Dati Istat: Italia paese vecchio, poche nascite. Calano gli omicidi, aumentano i furti

Arrivano interessanti rilevazioni dell’Istat sull’Italia, aggiornati a inizio 2015. Quel che emerge maggiormente sono i numeri riguardanti l’età della popolazione, che risulta molto avanzata, a front di poche nascite, una condizione che mina pesantemente il futuro del paese. Le fonti Istat al 1 gennaio 2015 ci dicono infatti che sono 157,7 anziani ogni 100 giovani e 55,1 persone in età non lavorativa ogni 100 in età lavorativa, valori in continua ascesa negli ultimi anni. La criminalità appare in calo, ma solo per alcuni aspetti. Omicidi e rapine in ribasso, ma forte aumento dei furti. L’Istat segnala che i primi e le seconde si sono registrati rispettivamente in un numero di casi pari a 0,78 e a 64,5 per 100mila abitanti. In flessione invece i furti denunciati, soprattutto quelli in appartamento (420,9 per 100mila abitanti). Per quanto riguarda gli stranieri nel belpaese, parliamo di 5 milioni di cittadini non nati in Italia (1,9% in più rispetto all’anno precedente) che rappresentano l’8,2% del totale dei residenti. Regolarmente presenti ci sono 3.929.916 cittadini non comunitari (55mila in più rispetto al 2014).

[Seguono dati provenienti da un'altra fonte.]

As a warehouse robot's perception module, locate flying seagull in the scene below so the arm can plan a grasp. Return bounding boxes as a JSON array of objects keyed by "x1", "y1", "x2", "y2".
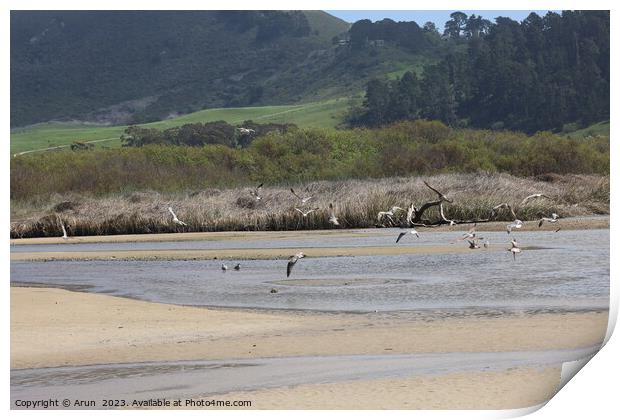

Calo degli extracomunitari

Il flusso in ingresso di cittadini non comunitari verso il nostro Paese risulta in flessione: nel corso del 2014 i nuovi permessi rilasciati sono stati quasi il 3% in meno rispetto all’anno precedente. Per quanto riguarda le altre voci, positivo è il dato dell’agroalimentare, che risulta il più di qualità dell’Unione Europea, mentre aumenta il salutismo degli italiani. In peggioramento la condizione dell’informazione cartacea, sempre più sopraffatta dal web, e in calo il numero dei rifiuti. L’avvicinamento alla pratica sportiva è in crescita nel 2015 ma riguarda ancora solo un terzo della popolazione (più gli uomini che le donne); la quota più elevata si riscontra nel Nord-est (39,4%), la più bassa nel Mezzogiorno (24,9%). Purtroppo poco meno di un quarto dei praticanti vi si dedica in modo continuativo. Di contro, risultano in aumento le visite a musei e la partecipazione culturale.